FILE PHOTO: Shane MacGowan, former lead singer of The Pogues, performs during the Montreux Jazz festival in the [Miles Davis] Hall late July 15, 1995. MacGowan and his band The Popes were part of the 'Irish Night' during the festival. REUTERS/Stringer/File Photo
Close friend Nick Cave is due to attend today’s funeral (Photo: Reuters/Stringer/File Photo)

Born in Kent to Irish parents, he was heralded as one of the greatest songwriters of his era with the London-based Pogues, led by MacGowan, harnessing the energy of punk to the melodies of Irish music and gaining a reputation as an electrifying live act.

Over five albums with the band he became a voice of the Irish diaspora, with tracks like “A Pair of Brown Eyes” and “the Old Main Drag” documenting the darker side of life among outcasts and the downtrodden.

But the wild abandon of songs like “Streams of Whiskey”, “Body of An American” and “Sally McLennanne” always gave The Pogues a life-affirming quality while tapping into the centuries-old seam of Irish traditional music that inspired MacGowan.

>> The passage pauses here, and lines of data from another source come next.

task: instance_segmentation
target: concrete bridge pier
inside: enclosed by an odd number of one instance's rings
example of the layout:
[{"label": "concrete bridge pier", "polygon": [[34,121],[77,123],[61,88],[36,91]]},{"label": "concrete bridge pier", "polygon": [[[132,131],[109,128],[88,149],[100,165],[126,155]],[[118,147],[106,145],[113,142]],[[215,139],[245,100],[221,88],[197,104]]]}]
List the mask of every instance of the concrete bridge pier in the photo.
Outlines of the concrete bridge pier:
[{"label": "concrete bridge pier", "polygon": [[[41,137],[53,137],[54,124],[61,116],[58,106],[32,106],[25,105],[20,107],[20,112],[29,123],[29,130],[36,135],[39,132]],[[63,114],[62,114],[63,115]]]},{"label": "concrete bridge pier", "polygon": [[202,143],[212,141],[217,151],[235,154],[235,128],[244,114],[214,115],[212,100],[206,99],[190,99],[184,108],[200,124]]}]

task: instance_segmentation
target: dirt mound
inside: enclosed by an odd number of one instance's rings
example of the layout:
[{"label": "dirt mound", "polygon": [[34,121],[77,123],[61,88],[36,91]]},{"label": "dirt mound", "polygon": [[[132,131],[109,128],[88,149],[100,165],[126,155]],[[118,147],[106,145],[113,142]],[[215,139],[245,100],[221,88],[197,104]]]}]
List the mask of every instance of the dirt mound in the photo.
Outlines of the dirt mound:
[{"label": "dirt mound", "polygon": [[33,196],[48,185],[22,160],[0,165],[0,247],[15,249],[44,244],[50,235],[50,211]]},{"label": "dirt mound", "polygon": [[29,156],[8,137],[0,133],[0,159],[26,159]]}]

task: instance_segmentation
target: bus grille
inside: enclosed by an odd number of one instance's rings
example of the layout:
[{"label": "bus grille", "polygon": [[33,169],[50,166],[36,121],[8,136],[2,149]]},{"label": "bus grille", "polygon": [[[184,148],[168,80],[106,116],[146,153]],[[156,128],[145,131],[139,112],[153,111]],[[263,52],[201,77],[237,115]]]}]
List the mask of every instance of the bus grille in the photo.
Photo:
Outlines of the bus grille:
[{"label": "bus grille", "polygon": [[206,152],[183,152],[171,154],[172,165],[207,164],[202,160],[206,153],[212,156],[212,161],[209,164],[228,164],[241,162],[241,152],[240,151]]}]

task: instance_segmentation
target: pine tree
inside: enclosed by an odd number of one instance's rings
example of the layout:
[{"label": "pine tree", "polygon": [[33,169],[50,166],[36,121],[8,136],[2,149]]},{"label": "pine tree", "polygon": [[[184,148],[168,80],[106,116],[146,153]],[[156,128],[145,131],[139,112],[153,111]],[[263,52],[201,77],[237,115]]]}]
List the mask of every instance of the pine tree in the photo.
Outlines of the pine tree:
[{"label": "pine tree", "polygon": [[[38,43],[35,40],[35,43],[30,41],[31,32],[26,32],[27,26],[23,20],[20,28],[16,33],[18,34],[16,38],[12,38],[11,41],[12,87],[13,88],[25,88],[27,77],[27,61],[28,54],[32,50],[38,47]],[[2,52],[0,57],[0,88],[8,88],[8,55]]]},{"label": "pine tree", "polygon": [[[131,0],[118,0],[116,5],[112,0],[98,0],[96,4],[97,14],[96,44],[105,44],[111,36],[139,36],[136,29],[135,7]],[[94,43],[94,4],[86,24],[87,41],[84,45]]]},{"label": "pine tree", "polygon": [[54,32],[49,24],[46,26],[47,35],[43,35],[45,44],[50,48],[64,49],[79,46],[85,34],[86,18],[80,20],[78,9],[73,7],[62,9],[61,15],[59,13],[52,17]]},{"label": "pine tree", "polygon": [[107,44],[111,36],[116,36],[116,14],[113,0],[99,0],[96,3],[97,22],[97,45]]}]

The Pogues’ timeless Christmas classic, “Fairytale of New York”, penned by MacGowan and Finer and featuring Kirsty MacColl, hit number two in 1987 with bookies slashing the odds on the anthem topping the festive charts this time.

MacGowan, who had battled problems with drink and drugs, was kicked out of the Pogues in 1991, reemerging with a new band the Popes, in 1993, with whom he recorded two more studio albums.

The Pogues reformed in 2001 for a series of December gigs and continued playing live until 2014.

Following MacGowan’s death, tributes poured in from musicians including Paul Simon and Bruce Springsteen, who hailed “the passion and deep intensity of his music and lyrics [which] are matched only by the best in the rock & roll canon.

“I don’t know about the rest of us, but they’ll be singing Shane’s songs 100 years from now.”

Nick Cave, a close friend of MacGowan’s, described him as “the greatest songwriter of his generation”.

MacGowan, who would have turned 66 on Christmas Day, is survived by his wife Victoria, his father Maurice and his sister, Siobhan.